A classical aesthete checks out Wolf Parade. And their vulgar opening band, too.
My beat is Symphony Hall. The last time I went to a rock club was to hear the original Jefferson Airplane. It’s not just that I’ve grown less and less a fan of rock music, but that between teaching English at UMass — Boston during the day and going to classical concerts three or four or more times a week, I’d rather spend what little free time I have at home.
But I was invited to hear Wolf Parade, the hot band from Montreal, at the Paradise Lounge (a Boston landmark I hadn’t visited before). One of the band members, an English major at McGill, is the nephew of a friend, and I’d liked what I’d heard on disc. “The next time we’re in Boston,” he promised, “we’ll put you on the guest list.” I couldn’t resist. Bring earplugs, a knowing friend advised.
Outside the Paradise, I ran into one of my favorite students. “What are you doing here?” he asked in wonder. I think I rose a quantum leap in his estimation. I guess I was expecting the kind of surly treatment I’ve seen from club gate-watchers and ticket-takers on TV. But the Paradise people were amused and charmingly teasing to see a more grizzled academic figure waiting to get in. Wolf Parade was sold out, but the crowd inside was cool, sweet, and at least as civilized as classical audiences. Local music celebrities Damon & Naomi arrived, enveloped in a cloud of stardust.
I caught a few minutes of the opening band, Holy Fuck (I was quite surprised to see that name spelled out in full in the Boston Globe Calendar listing), which wasn’t nearly as threatening as the name suggested.

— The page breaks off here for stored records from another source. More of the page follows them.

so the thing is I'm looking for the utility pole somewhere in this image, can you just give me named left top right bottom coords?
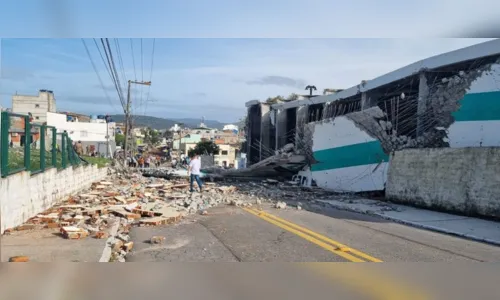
left=124, top=79, right=151, bottom=165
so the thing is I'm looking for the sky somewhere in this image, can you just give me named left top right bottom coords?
left=0, top=0, right=498, bottom=123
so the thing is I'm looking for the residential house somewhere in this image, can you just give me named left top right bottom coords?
left=47, top=112, right=116, bottom=157
left=214, top=140, right=237, bottom=168
left=12, top=89, right=56, bottom=124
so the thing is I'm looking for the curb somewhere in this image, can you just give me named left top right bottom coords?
left=98, top=220, right=120, bottom=262
left=317, top=200, right=500, bottom=247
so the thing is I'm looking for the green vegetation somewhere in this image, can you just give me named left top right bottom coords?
left=115, top=133, right=125, bottom=147
left=5, top=148, right=109, bottom=175
left=188, top=140, right=220, bottom=157
left=81, top=156, right=111, bottom=168
left=7, top=148, right=64, bottom=173
left=142, top=127, right=161, bottom=146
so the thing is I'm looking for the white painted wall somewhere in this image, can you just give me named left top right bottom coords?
left=448, top=63, right=500, bottom=147
left=312, top=117, right=377, bottom=151
left=0, top=165, right=109, bottom=233
left=47, top=112, right=114, bottom=142
left=311, top=117, right=388, bottom=192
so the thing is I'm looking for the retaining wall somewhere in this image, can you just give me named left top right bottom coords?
left=0, top=165, right=109, bottom=233
left=386, top=147, right=500, bottom=218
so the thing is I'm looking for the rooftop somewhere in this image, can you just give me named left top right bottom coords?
left=245, top=38, right=500, bottom=110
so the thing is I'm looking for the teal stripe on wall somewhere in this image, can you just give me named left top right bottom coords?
left=311, top=140, right=389, bottom=172
left=453, top=91, right=500, bottom=121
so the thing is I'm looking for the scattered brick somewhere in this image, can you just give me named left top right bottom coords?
left=123, top=241, right=134, bottom=251
left=94, top=231, right=109, bottom=239
left=15, top=224, right=36, bottom=231
left=60, top=226, right=89, bottom=239
left=9, top=256, right=29, bottom=262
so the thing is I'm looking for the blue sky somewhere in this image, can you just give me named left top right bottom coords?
left=0, top=0, right=498, bottom=122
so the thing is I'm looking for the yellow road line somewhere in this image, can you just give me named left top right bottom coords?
left=243, top=207, right=365, bottom=262
left=307, top=263, right=431, bottom=300
left=249, top=208, right=382, bottom=262
left=243, top=208, right=430, bottom=299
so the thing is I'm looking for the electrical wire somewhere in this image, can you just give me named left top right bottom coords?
left=113, top=38, right=128, bottom=93
left=99, top=38, right=126, bottom=110
left=143, top=38, right=156, bottom=117
left=81, top=39, right=118, bottom=113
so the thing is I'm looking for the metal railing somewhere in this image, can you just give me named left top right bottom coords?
left=0, top=111, right=84, bottom=178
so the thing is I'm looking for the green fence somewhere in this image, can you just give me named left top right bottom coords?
left=0, top=111, right=84, bottom=178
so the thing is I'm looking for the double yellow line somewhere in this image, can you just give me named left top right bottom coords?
left=243, top=207, right=431, bottom=299
left=243, top=207, right=382, bottom=263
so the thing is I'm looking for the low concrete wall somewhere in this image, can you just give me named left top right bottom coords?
left=0, top=165, right=109, bottom=233
left=386, top=147, right=500, bottom=218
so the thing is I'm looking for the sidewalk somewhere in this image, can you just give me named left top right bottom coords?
left=316, top=198, right=500, bottom=246
left=0, top=227, right=109, bottom=262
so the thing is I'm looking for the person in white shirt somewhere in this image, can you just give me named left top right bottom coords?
left=188, top=154, right=203, bottom=192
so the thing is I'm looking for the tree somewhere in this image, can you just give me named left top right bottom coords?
left=188, top=140, right=220, bottom=157
left=285, top=93, right=299, bottom=101
left=143, top=127, right=161, bottom=146
left=323, top=88, right=344, bottom=95
left=115, top=133, right=125, bottom=147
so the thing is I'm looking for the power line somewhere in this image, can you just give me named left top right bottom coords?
left=144, top=38, right=156, bottom=117
left=93, top=38, right=125, bottom=111
left=80, top=39, right=118, bottom=113
left=113, top=38, right=128, bottom=93
left=130, top=38, right=137, bottom=81
left=101, top=38, right=126, bottom=110
left=140, top=38, right=144, bottom=116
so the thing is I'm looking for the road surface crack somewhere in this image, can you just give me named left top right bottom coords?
left=198, top=221, right=242, bottom=262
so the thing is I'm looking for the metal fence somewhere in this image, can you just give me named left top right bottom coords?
left=0, top=111, right=84, bottom=178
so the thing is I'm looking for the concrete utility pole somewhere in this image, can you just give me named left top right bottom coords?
left=124, top=80, right=151, bottom=165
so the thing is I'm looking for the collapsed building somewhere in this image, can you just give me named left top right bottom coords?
left=245, top=39, right=500, bottom=193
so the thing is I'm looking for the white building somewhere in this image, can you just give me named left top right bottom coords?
left=47, top=112, right=116, bottom=156
left=12, top=90, right=57, bottom=123
left=223, top=124, right=238, bottom=131
left=169, top=124, right=182, bottom=132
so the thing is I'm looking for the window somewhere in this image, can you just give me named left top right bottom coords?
left=35, top=104, right=40, bottom=108
left=221, top=150, right=228, bottom=155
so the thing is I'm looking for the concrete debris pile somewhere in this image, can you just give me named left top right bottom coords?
left=140, top=167, right=188, bottom=179
left=205, top=143, right=307, bottom=179
left=228, top=179, right=339, bottom=205
left=3, top=171, right=256, bottom=262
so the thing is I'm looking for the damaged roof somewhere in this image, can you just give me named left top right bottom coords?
left=272, top=38, right=500, bottom=110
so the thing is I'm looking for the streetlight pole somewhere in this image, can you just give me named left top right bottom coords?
left=124, top=79, right=151, bottom=166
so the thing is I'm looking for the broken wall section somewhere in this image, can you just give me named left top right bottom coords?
left=345, top=59, right=499, bottom=153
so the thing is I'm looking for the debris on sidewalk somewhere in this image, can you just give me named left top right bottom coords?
left=275, top=201, right=287, bottom=209
left=3, top=166, right=355, bottom=262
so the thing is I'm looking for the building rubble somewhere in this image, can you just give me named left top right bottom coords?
left=203, top=143, right=308, bottom=179
left=4, top=166, right=401, bottom=262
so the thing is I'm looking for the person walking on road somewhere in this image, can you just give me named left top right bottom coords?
left=188, top=154, right=203, bottom=193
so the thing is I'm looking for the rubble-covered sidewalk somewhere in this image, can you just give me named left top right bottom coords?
left=0, top=169, right=336, bottom=262
left=3, top=168, right=499, bottom=262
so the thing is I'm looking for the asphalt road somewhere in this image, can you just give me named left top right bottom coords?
left=124, top=203, right=500, bottom=299
left=128, top=203, right=500, bottom=263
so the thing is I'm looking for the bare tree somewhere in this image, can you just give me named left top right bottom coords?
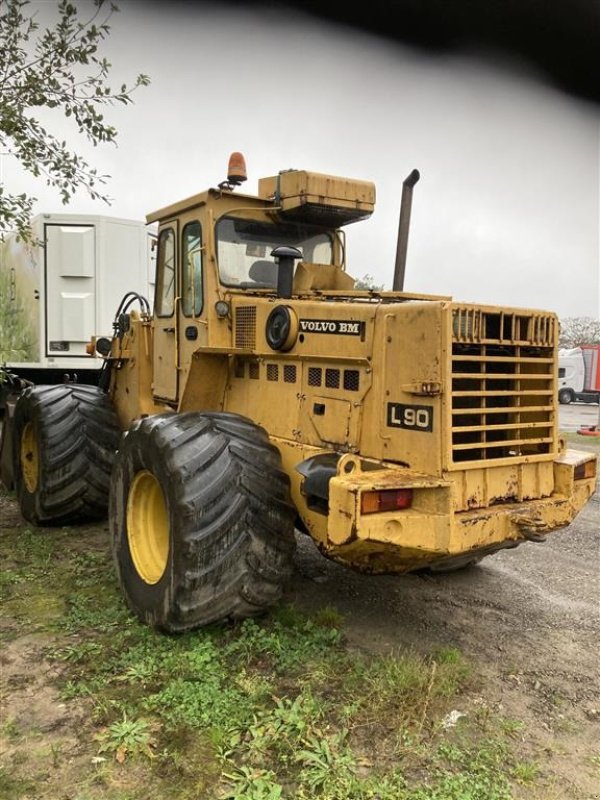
left=0, top=0, right=149, bottom=242
left=559, top=316, right=600, bottom=348
left=353, top=273, right=386, bottom=291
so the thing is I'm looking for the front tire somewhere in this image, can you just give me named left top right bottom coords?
left=110, top=411, right=297, bottom=632
left=14, top=385, right=120, bottom=525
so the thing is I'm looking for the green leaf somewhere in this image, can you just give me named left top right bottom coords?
left=0, top=0, right=150, bottom=241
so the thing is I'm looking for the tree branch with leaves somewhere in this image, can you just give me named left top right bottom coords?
left=0, top=0, right=149, bottom=241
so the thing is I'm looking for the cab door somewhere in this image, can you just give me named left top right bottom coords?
left=177, top=220, right=205, bottom=389
left=152, top=223, right=178, bottom=401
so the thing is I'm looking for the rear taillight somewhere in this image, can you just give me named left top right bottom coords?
left=361, top=489, right=413, bottom=514
left=574, top=460, right=597, bottom=481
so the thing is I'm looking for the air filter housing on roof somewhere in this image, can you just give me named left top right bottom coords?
left=258, top=169, right=375, bottom=227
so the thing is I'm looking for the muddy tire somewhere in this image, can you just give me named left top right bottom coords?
left=14, top=385, right=120, bottom=526
left=110, top=411, right=297, bottom=632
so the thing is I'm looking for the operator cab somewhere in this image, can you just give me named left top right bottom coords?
left=215, top=152, right=375, bottom=294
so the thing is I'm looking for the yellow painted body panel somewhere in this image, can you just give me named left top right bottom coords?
left=283, top=445, right=596, bottom=573
left=106, top=313, right=171, bottom=428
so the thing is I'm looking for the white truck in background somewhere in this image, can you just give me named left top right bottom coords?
left=558, top=345, right=600, bottom=404
left=0, top=213, right=156, bottom=387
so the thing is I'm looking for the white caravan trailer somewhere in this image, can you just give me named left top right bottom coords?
left=0, top=213, right=156, bottom=386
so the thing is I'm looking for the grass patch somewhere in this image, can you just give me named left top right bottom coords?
left=0, top=765, right=36, bottom=797
left=0, top=491, right=548, bottom=799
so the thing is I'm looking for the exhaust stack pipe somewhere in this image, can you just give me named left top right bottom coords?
left=392, top=168, right=420, bottom=292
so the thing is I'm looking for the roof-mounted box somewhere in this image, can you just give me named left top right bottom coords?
left=258, top=170, right=375, bottom=227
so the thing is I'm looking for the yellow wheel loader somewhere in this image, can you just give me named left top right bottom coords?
left=8, top=153, right=597, bottom=632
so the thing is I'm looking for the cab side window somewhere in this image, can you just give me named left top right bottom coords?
left=155, top=228, right=176, bottom=317
left=182, top=222, right=203, bottom=316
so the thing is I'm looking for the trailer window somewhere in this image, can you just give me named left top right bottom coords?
left=182, top=221, right=203, bottom=316
left=215, top=216, right=333, bottom=288
left=558, top=367, right=565, bottom=378
left=155, top=228, right=176, bottom=317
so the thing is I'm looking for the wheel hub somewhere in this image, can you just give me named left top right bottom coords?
left=20, top=422, right=39, bottom=493
left=126, top=470, right=169, bottom=584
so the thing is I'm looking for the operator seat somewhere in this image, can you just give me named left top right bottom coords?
left=248, top=259, right=277, bottom=286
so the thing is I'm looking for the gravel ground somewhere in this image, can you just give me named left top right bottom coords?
left=286, top=435, right=600, bottom=799
left=559, top=402, right=600, bottom=433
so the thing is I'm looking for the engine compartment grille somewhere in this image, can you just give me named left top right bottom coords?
left=451, top=307, right=556, bottom=466
left=234, top=306, right=257, bottom=350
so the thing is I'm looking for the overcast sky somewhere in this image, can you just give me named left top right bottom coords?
left=7, top=1, right=600, bottom=319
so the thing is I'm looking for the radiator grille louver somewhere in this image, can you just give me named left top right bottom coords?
left=452, top=308, right=554, bottom=347
left=451, top=308, right=556, bottom=466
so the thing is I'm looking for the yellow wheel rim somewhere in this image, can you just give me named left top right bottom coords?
left=126, top=470, right=170, bottom=584
left=20, top=422, right=39, bottom=493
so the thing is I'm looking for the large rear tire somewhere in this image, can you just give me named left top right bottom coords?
left=110, top=411, right=297, bottom=632
left=14, top=385, right=120, bottom=525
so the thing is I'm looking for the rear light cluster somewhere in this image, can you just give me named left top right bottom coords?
left=361, top=488, right=413, bottom=515
left=574, top=460, right=597, bottom=481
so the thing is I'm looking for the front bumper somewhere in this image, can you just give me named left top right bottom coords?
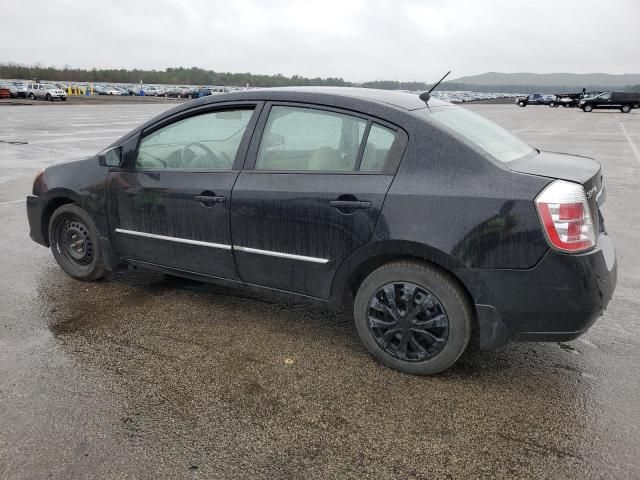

Wolf Parade, I learned, was exhausted because despite MapQuest, local street signs offered no help to out-of-towners and the group had gotten lost on both sides of the Charles. Their set was a little under an hour — but they were greeted so warmly, they offered a substantial series of encores without any sign of fatigue. The crowd swayed and sang along and applause was generous. And deserved. I was especially impressed with the rhythmic vitality and colorful timbres of the percussion and the interweaving of computerized sound effects. All-in-all, I had a better time than I’d had the night before at Symphony Hall.